Kathy Fish, a matchless master of the micro-fiction form, was to be our instructor. As excited as I was at the prospect of the course (of returning to the classroom, albeit a virtual one), I was also scared. I’d never taken an online class. For years, I hadn’t taken any kind of class. And I’d heard Kathy Fish’s workshops were wonderful but definitely intensive and fast-paced. There would be homework every weekday. Not just writing assignments. Related readings, too! Plus, an expectation that I’d try to read and comment on the stories that my classmates finagled.
How would I handle the pressure?
Pretty well, to my amazement.
Indeed, not only was the pressure bearable; it was integral to my experience. A necessary, invigorating thing. But more on that revelation later. First, let me give you some excellent reasons why you should consider signing up for one of Kathy Fish’s Fast Flash Workshops.

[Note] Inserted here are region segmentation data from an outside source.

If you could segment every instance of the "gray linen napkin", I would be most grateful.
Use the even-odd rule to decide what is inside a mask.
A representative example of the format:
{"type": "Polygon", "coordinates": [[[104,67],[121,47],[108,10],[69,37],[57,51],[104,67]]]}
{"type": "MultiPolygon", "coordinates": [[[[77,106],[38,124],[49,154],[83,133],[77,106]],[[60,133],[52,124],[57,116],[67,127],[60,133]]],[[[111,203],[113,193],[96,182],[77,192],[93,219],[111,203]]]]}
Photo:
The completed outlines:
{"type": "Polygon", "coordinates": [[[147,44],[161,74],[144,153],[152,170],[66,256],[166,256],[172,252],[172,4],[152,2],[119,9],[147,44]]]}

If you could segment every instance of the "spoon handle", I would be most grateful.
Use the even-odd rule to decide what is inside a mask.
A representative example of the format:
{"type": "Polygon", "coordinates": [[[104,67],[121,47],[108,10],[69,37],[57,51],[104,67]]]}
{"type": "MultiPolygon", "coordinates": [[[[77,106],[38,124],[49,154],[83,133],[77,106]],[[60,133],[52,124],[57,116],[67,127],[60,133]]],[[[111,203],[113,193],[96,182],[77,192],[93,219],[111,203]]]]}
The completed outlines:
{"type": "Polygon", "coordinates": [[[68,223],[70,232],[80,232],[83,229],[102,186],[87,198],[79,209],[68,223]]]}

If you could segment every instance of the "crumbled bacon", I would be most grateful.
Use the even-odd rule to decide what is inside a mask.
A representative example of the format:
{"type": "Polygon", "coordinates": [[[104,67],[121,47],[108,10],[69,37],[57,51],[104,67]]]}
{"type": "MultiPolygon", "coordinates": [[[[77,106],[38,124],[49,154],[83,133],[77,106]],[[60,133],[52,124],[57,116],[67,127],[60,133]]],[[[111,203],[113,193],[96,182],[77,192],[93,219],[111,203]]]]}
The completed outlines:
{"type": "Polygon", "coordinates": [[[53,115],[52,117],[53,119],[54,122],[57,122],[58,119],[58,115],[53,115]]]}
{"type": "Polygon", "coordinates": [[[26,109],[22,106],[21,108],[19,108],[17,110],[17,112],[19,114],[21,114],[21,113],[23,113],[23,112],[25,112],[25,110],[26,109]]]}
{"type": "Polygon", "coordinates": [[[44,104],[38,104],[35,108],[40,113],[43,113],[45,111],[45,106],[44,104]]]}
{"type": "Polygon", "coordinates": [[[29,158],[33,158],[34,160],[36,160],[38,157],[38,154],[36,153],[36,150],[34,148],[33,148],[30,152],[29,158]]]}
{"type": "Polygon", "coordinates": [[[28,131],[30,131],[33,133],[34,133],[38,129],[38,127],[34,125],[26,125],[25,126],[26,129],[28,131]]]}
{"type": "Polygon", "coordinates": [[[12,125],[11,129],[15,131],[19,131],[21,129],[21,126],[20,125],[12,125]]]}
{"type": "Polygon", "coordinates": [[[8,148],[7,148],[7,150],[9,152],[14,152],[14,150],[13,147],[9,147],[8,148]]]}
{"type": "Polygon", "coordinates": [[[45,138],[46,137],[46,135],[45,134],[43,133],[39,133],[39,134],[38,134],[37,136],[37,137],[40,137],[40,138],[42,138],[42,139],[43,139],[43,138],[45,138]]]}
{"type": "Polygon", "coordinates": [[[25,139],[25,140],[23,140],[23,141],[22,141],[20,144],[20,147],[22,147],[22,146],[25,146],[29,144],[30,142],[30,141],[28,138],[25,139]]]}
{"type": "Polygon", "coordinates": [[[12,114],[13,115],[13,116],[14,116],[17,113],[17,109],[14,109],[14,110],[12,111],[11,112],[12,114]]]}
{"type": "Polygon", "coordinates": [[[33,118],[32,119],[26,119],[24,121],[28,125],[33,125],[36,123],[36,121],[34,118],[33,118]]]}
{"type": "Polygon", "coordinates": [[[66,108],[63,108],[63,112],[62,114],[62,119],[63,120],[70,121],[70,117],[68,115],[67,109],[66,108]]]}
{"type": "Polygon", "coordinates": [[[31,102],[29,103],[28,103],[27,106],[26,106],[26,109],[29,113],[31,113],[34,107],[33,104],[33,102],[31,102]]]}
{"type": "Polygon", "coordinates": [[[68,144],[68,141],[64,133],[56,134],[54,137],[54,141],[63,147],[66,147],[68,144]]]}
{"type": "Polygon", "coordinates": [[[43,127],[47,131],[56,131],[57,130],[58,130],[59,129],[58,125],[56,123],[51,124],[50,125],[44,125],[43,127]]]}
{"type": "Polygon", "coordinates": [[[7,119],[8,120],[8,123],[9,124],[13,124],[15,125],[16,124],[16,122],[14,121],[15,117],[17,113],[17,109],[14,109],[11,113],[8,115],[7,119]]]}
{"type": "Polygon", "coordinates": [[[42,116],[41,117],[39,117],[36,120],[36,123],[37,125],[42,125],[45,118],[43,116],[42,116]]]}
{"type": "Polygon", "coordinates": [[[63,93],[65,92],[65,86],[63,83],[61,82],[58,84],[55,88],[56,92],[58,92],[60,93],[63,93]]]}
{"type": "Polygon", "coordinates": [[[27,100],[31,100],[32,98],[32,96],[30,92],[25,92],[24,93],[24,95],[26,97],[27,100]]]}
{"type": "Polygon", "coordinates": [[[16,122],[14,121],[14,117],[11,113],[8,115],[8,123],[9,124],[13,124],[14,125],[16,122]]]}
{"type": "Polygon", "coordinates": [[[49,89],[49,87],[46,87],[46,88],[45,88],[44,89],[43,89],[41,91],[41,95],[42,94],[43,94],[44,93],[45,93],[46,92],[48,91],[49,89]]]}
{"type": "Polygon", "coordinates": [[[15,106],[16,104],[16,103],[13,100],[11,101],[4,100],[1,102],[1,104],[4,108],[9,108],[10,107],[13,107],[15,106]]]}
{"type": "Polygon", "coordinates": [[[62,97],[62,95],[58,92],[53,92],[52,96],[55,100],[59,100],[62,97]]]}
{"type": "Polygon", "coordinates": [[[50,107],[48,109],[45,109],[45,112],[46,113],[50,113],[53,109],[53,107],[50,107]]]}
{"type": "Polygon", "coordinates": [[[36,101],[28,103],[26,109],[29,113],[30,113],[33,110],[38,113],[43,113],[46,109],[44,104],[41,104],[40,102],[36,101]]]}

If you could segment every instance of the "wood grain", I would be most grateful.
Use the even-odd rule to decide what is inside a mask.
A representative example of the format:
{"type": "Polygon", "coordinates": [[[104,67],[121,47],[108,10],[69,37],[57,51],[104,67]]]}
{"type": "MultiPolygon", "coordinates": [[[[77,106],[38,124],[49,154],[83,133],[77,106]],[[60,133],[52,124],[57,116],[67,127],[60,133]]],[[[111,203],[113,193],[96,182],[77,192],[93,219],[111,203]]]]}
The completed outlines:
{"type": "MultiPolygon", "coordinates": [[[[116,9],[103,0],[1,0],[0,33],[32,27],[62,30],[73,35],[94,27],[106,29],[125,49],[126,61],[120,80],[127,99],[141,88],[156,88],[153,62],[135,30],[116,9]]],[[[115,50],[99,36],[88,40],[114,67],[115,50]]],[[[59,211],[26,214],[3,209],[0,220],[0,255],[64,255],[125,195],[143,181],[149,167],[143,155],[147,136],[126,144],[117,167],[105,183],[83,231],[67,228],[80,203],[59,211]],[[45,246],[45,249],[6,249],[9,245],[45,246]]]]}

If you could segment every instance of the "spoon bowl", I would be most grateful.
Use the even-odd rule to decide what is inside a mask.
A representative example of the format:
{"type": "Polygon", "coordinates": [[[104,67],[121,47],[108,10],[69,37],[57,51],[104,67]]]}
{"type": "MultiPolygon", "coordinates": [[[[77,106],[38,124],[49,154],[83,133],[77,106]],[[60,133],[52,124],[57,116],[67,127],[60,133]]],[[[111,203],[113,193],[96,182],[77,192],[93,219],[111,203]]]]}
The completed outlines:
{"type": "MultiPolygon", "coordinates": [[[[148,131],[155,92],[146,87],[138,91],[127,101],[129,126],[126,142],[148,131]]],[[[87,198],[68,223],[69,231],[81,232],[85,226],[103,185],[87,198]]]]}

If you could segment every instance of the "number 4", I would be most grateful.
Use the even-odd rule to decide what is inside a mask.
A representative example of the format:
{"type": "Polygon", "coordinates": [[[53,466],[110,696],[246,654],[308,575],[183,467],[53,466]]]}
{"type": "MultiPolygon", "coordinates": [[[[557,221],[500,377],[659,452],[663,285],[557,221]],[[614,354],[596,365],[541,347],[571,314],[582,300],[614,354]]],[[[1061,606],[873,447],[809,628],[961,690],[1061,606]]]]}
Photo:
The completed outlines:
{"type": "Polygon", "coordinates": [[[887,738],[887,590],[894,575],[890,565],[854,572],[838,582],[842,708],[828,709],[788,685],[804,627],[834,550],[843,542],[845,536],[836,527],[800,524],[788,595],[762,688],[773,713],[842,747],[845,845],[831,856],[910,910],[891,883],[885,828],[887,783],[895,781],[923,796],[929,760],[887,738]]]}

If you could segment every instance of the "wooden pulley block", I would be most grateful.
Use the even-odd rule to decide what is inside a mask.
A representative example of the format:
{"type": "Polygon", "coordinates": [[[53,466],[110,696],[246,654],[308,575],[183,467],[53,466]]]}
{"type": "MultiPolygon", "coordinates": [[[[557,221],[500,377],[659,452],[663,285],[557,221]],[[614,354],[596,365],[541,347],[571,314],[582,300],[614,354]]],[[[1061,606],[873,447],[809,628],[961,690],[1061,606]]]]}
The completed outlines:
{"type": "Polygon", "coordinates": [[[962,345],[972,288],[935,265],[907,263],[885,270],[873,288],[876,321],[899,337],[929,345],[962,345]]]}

Kathy, herself, is a joy. Her feedback is kind, keen, and encouraging; her exercises and related readings, very inspiring. Also, her writing prompts proved so fruitful—in terms of what my peers and I ended up producing, composition-wise—that they might have been spells, suffused with a magic certain to glean good stories out of us.
In addition, through both her instruction and reflections on our work, Kathy fostered a vibrant community of learners. She is the first creative writing instructor I’ve studied under who has insisted that her students, in their responses to one another, provide only positive feedback. What a wise expectation! Stories frequently draw from the wellsprings of pain, old hurts, loss, and rejection; consequently, writing can be a vulnerable practice. I was grateful for Kathy’s sensitive guidance and guidelines. They promoted compassionate camaraderie. They made the act of sharing our work feel safe.
Finally, the Fast Flash Workshop granted me that previously mentioned revelation regarding pressure, and in doing so, it taught me something about my potential.
Every morning during the two-week course, while I sat at my computer with a few measly hours to complete an exercise, an idea would spring into my head—a way to satisfy the assignment. Immediately, just as I would in the past when inspiration struck, I pondered this idea with skepticism. I doubted the idea. I questioned its worth. I worried that it was…well, lame.
However, I didn’t discard the idea and start over, as I might have done previously. I only had two or three hours to complete the assignment for Kathy and my classmates before my workday started. There was no time to come up with a new idea! I had to stick with it.
And here’s the shocker: Again and again, for the duration of the Fast Flash Workshop, I made the idea that I’d just scorned and mistrusted WORK. I made the leap from idea to creation. I did this day after day. And I did it surprisingly successfully. In fact, in Kathy Fish’s class, I may have written a couple of my very best flash fiction pieces ever.
This positive experience makes me wonder how many times in the past I gave up on an idea too soon, how many ideas I tossed out that perhaps I shouldn’t have so quickly discarded, and how many false starts were false only in my hypercritical mind.
The pressure to complete a work of flash fiction on time made me commit to an idea. It made me commit to myself and have faith in my writing abilities.
I suspect we all must be more capable than we think we are.
Perhaps, if we’re in a writing slump, what we really need is PRESSURE. Deadlines. Stress! Maybe we need to find a way to hold ourselves accountable or have a teacher like Kathy Fish (or a writing partner or an enthusiastic but demanding reader) holding us accountable. Maybe we need to realize that there is no perfect idea. There is only a hardworking writer—one determined to take an idea, whatever it may be, and give it words and make it grow.